How do you forget about an area of land larger than the state of Delaware? It sounds impossible, but the United States federal government managed to do it for almost 45 years. In 1966, then Director of Indian Affairs Robert Bennett ordered the complete cessation of all development on one and a half million acres of Navajo land in northeast Arizona. While officially repealed in 2009, the policies embodied in the "Bennett Freeze" drastically reduced the quality of life for a generation of Navajo. Two years into the "thaw", the humanitarian challenges in the region are still immense.

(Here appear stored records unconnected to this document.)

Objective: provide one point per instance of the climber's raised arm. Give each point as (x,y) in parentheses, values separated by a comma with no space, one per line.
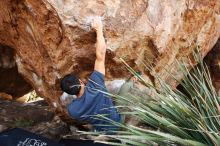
(100,46)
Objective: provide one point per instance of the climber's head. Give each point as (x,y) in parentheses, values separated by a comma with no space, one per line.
(71,84)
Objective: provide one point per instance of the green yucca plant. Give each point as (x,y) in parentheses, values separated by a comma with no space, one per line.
(177,118)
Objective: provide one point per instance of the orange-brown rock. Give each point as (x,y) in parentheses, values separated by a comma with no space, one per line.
(53,37)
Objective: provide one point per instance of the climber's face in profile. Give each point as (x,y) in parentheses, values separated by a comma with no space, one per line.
(72,85)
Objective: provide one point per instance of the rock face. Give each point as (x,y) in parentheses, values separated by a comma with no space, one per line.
(11,82)
(53,37)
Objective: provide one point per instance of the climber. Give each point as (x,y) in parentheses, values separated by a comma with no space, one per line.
(91,100)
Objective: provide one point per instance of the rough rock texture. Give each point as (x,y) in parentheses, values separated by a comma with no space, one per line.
(44,121)
(11,82)
(53,37)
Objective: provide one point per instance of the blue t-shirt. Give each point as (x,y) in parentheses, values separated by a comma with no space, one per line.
(94,102)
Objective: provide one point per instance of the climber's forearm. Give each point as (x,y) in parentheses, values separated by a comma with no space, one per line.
(100,45)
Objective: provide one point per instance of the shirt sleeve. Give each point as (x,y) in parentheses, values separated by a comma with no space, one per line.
(96,80)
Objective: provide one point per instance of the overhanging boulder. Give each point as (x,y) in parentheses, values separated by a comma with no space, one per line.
(52,38)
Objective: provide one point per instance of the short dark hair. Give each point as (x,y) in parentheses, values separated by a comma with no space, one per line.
(70,84)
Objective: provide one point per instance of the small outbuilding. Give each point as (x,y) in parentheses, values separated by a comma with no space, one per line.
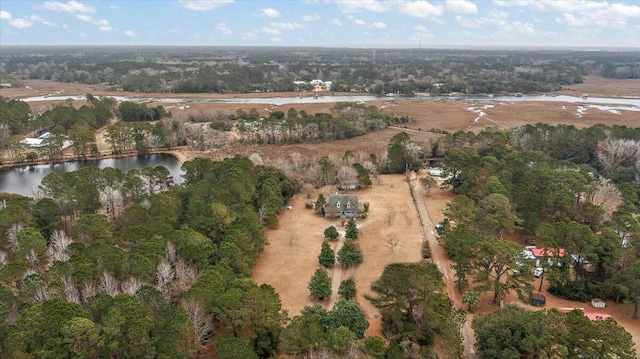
(598,303)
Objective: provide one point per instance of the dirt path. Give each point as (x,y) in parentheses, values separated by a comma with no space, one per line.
(440,259)
(337,275)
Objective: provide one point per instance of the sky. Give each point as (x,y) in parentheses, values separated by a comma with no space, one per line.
(329,23)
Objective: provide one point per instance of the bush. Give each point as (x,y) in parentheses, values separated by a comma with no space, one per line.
(426,250)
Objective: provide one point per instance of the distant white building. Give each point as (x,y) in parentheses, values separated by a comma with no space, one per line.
(318,85)
(35,142)
(40,141)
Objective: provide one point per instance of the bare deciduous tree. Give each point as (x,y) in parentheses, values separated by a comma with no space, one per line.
(32,258)
(262,213)
(605,194)
(202,322)
(71,292)
(347,177)
(256,159)
(131,285)
(615,152)
(41,295)
(185,276)
(12,235)
(58,244)
(164,276)
(170,254)
(88,291)
(109,284)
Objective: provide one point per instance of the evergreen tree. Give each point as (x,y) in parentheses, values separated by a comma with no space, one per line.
(320,285)
(352,230)
(327,257)
(347,289)
(350,255)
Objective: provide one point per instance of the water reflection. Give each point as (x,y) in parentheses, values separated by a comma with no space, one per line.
(25,180)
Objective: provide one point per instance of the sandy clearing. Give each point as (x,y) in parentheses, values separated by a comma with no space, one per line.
(290,259)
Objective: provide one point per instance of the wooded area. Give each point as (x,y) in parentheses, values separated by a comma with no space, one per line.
(379,71)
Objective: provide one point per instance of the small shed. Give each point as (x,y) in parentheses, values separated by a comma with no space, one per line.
(538,300)
(597,303)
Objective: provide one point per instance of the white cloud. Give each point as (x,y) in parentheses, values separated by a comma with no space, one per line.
(224,28)
(5,15)
(70,6)
(422,9)
(268,12)
(421,32)
(202,5)
(270,30)
(35,18)
(461,7)
(610,16)
(353,6)
(102,24)
(285,25)
(20,23)
(499,20)
(85,18)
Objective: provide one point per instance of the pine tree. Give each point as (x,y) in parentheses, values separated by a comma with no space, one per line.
(352,230)
(320,285)
(350,255)
(327,257)
(347,289)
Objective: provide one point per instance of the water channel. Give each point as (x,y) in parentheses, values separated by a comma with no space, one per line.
(358,98)
(24,180)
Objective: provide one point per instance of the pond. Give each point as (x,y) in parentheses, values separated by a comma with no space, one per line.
(635,102)
(25,180)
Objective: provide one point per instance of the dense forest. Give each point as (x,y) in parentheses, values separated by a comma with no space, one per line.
(144,129)
(239,70)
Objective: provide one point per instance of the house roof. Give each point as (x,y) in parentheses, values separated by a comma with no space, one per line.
(547,252)
(343,199)
(593,315)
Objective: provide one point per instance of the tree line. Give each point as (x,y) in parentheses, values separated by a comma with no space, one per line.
(228,70)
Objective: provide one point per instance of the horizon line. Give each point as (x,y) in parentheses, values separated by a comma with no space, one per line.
(396,47)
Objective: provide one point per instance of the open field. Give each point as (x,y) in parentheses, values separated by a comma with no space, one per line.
(435,203)
(291,258)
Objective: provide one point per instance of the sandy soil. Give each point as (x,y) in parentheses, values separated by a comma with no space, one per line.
(294,247)
(622,313)
(598,86)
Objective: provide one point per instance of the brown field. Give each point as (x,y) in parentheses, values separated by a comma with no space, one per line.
(291,257)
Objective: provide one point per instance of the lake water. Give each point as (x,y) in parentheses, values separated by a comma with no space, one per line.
(357,98)
(24,180)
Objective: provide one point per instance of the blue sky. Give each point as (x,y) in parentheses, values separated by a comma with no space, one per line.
(334,23)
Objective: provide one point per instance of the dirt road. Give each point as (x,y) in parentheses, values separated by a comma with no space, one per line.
(439,259)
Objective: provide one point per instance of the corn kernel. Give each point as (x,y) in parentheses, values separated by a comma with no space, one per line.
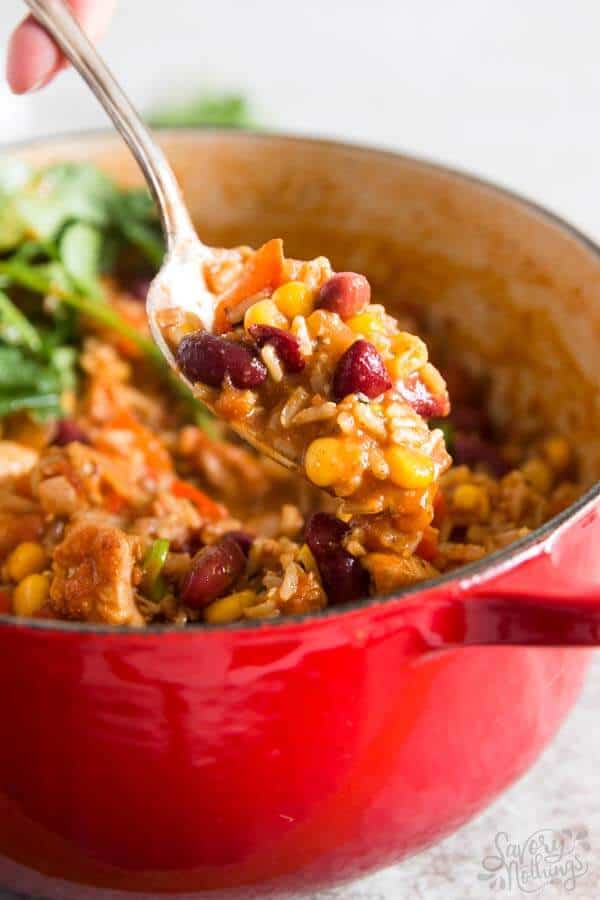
(557,452)
(331,461)
(322,461)
(471,498)
(229,608)
(538,474)
(368,323)
(264,312)
(30,594)
(432,379)
(410,354)
(26,559)
(410,469)
(294,299)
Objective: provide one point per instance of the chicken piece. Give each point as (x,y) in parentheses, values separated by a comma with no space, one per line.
(92,581)
(15,460)
(390,571)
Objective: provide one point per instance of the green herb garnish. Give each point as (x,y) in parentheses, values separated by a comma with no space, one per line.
(61,228)
(217,110)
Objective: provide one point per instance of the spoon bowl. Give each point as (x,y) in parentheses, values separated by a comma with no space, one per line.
(180,283)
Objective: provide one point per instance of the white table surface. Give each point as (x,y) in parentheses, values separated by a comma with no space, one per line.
(509,90)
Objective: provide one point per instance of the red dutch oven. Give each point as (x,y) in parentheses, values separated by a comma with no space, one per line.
(275,758)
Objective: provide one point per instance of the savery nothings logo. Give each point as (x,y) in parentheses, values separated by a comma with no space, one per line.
(547,857)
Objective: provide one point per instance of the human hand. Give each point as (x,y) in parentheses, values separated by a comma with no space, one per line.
(33,57)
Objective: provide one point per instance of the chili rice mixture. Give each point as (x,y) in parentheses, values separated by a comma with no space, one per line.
(122,503)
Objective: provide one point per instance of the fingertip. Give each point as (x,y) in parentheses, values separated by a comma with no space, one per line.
(32,58)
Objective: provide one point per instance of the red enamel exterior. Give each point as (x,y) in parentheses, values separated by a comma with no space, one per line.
(271,759)
(278,758)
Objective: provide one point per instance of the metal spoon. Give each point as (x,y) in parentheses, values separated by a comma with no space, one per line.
(180,283)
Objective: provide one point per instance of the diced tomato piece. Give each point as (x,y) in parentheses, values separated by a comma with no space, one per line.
(203,503)
(264,270)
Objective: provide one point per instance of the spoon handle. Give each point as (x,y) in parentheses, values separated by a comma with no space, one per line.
(58,20)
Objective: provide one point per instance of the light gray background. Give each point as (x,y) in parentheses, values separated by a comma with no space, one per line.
(508,90)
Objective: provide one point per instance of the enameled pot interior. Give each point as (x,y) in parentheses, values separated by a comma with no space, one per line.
(509,292)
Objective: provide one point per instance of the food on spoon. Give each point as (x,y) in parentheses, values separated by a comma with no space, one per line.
(123,503)
(325,377)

  • 95% unemployment in the Bennett Freeze region and 65% reservation-wide.
  • The highest death rates from malnutrition, plague, and exposure in the United States.
  • Life expectancy is 44.6 years for men and less than 47 years for women.

Something in the Water

The third-world conditions encouraged by the Bennett Freeze were further intensified by long-standing environmental concerns. Some 1,300 open uranium and coal mines severely contaminated the region's water supplies. Unsafe drinking water has devastated the reservation, resulting in the highest infant mortality rate in the United States and cancer cases upwards of 17 times the national average. Finding safe and accessible drinking water remains one of the most significant challenges facing the Navajo people on the journey toward recovery.

A Mission of Hope

With a combined 37 years of hands-on experience in the mission field, Wings of Faith Ministries and Operation 29:11 are committed to working with local Navajo authorities to bring new life to those most effected by the Bennett Freeze. More than simply digging wells and rebuilding homes, we're expressing the love of Christ in tangible ways. It's this love that has given hope to countless forgotten and disparaged people throughout history. As 1 Peter 2:10 boldly declares, in Christ "those who were not a people are now the people of God".

Get Informed

For a more complete picture of the Forgotten People and the Bennett Freeze, we recommend the following resources:

How to Help

The challenges caused by the Bennett Freeze won't be remedied overnight, but positive change can start by meeting a few basic needs.

  1. Safe Drinking Water

    You can give safe drinking water to a Navajo family for as little as $10 per person.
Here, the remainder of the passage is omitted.